Les préjugés de genre ne jouent pas le dernier rôle. Les statistiques publiées en 2014 indiquent que le suicide est la principale cause de mortalité chez les hommes âgés de 20 à 49 ans en Grande-Bretagne. Environ les trois quarts des suicidés étaient des hommes. Ce déséquilibre dit, bien sûr, non pas sur le fait que les femmes risquent moins de souffrir de dépression, mais sur le fait que dans la société moderne, la dépression n’est pas encore reconnue comme une menace à grande échelle (et ceci malgré le fait que dans la même Grande-Bretagne le nombre de suicides en 2012 nombre de décès dus à des tumeurs malignes ou à une maladie coronarienne), il est toujours interdit aux hommes de "se plaindre de la vie". Et tant que le «type fort et silencieux» tant aimé par Tony Soprano reste la norme de la masculinité, la dépression continuera à en récolter les fruits.
Le style romantique du "Club 27", une combustion rapide et brillante dans l’atmosphère, a depuis longtemps perdu son utilité. Les décès de Bennington ou de Lil Peep ne sont plus perçus comme faisant partie du style de vie rock-and-roll, mais plutôt comme des histoires de malheureux qui ne pourraient pas faire face à la presse psychologique. Et, bien sûr, ils n'étaient pas les seuls à avoir des problèmes: lorsque des milliers de morts surviennent, il devient particulièrement évident qu'il n'y a rien, même de loin, héroïque. La poursuite malsaine du succès, le culte du bonheur pour le spectacle, ainsi que la peur de paraître vulnérable et faible, ne détruisent pas l'homme moderne, ils le tuent littéralement.

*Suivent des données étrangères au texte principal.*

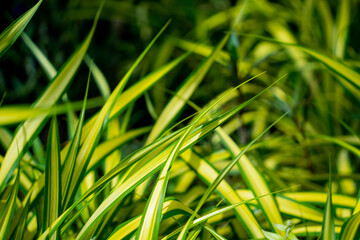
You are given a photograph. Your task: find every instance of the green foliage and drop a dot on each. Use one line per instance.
(217, 124)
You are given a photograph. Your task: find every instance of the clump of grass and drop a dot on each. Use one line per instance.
(239, 151)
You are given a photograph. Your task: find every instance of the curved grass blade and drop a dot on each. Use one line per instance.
(256, 229)
(68, 165)
(220, 211)
(184, 93)
(351, 228)
(256, 181)
(27, 132)
(52, 191)
(12, 32)
(328, 229)
(46, 65)
(6, 213)
(108, 147)
(14, 114)
(351, 77)
(99, 77)
(150, 221)
(148, 169)
(101, 119)
(23, 217)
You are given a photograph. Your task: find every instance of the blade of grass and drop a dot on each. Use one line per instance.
(12, 32)
(150, 222)
(256, 229)
(52, 191)
(184, 93)
(26, 132)
(328, 229)
(6, 213)
(69, 162)
(101, 119)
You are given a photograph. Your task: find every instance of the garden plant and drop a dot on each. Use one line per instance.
(180, 119)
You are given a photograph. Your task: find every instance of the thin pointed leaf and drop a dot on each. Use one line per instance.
(52, 201)
(26, 133)
(11, 33)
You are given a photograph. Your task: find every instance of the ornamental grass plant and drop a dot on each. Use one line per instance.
(180, 120)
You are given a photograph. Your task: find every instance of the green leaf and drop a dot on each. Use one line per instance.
(12, 32)
(328, 229)
(184, 93)
(6, 213)
(69, 162)
(52, 194)
(28, 131)
(351, 228)
(92, 138)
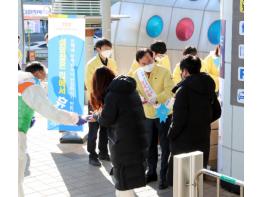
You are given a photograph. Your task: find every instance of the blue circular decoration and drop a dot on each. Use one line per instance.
(154, 26)
(214, 32)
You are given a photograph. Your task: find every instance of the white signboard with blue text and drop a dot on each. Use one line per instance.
(66, 59)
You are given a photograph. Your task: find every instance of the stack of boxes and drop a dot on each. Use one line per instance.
(212, 163)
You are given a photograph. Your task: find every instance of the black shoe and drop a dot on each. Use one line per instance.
(151, 178)
(163, 185)
(104, 157)
(111, 172)
(94, 162)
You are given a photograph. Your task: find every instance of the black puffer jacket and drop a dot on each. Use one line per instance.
(195, 108)
(124, 116)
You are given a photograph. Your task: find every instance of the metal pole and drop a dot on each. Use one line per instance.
(21, 31)
(241, 191)
(217, 187)
(106, 18)
(219, 177)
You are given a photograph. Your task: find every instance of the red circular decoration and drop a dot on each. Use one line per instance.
(185, 29)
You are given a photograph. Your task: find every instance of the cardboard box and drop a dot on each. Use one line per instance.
(214, 137)
(215, 125)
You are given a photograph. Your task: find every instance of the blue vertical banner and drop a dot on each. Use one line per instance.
(66, 59)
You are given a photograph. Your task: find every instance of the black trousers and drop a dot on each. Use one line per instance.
(92, 137)
(156, 129)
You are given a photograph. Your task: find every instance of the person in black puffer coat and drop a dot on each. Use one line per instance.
(122, 113)
(196, 106)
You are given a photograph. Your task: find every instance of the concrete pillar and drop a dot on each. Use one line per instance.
(89, 44)
(106, 18)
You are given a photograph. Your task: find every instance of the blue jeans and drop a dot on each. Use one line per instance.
(156, 129)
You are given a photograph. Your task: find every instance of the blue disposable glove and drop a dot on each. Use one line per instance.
(81, 121)
(33, 120)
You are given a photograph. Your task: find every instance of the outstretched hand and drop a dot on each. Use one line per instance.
(81, 121)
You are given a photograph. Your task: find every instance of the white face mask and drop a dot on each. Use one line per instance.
(148, 68)
(158, 58)
(106, 53)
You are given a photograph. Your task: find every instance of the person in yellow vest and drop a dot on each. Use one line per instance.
(190, 50)
(103, 58)
(212, 63)
(155, 84)
(159, 53)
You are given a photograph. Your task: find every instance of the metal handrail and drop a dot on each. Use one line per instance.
(218, 177)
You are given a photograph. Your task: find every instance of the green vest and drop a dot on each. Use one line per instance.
(25, 115)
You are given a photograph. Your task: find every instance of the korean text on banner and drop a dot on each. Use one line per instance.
(66, 56)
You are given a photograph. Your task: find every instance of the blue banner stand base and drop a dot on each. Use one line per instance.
(73, 137)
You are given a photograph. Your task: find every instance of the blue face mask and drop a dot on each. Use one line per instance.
(217, 61)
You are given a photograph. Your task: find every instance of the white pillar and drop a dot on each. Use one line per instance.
(106, 18)
(89, 44)
(231, 128)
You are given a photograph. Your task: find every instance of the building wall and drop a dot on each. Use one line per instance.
(231, 130)
(129, 34)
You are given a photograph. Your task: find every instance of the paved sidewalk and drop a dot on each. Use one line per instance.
(56, 169)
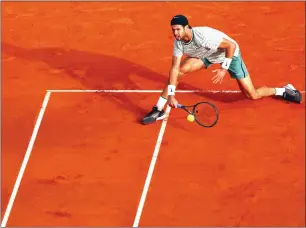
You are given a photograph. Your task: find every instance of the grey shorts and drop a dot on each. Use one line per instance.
(237, 69)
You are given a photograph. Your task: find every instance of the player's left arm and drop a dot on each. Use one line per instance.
(230, 48)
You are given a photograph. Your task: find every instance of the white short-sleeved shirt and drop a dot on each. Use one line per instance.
(204, 44)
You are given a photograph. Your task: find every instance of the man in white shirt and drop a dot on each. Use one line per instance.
(204, 46)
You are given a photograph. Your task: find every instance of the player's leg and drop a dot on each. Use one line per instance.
(239, 71)
(188, 65)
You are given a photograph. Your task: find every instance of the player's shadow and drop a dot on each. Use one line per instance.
(100, 71)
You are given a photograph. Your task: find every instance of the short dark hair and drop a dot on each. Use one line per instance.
(179, 20)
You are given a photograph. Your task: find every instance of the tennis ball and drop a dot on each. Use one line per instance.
(190, 118)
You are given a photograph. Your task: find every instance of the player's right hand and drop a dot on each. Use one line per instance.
(172, 102)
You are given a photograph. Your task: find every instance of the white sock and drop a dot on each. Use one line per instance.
(161, 103)
(279, 91)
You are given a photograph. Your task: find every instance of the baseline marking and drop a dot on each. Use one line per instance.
(151, 168)
(26, 159)
(138, 91)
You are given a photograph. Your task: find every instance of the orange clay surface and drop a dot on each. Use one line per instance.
(91, 156)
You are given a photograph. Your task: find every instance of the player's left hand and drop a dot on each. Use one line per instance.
(219, 75)
(172, 102)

Les stigmates plus anciens disparaissent lentement. Il a fallu à l’humanité de nombreuses années et de nombreuses œuvres d’art, de Philadelphie au Dallas Buyers Club, avant de comprendre l’idée que le VIH n’était pas une infection exclusive envoyée aux marginaux en guise de punition pour les péchés. Que le virus ne transforme pas une personne en monstre, auquel on ne peut pas s'approcher avec un coup de canon. Que la première étape de la résolution d’un problème est sa reconnaissance. De plus, il est public, répété et persistant. Qu'en est-il d'un diagnostic séropositif est préférable de dire que de garder le silence.
La dépression évolue progressivement de la même manière - y compris dans la culture pop, qui travaille plus souvent avec ce sujet. Je veux croire que 2017 a permis de mieux comprendre que la dépression n'a pas besoin d'être écartée des attaques de mauvaise humeur. Comment ne pas fuir ceux qui sont très déprimés ou essayer de les traiter avec des astuces de cuisine au lieu d'une thérapie complète. Qu'il s'agisse bien d'un problème qui peut toucher directement ou indirectement tout le monde (seulement en Russie, environ 30% des habitants sont sensibles à la dépression, selon les généticiens), ce qui en fait notre malheur commun.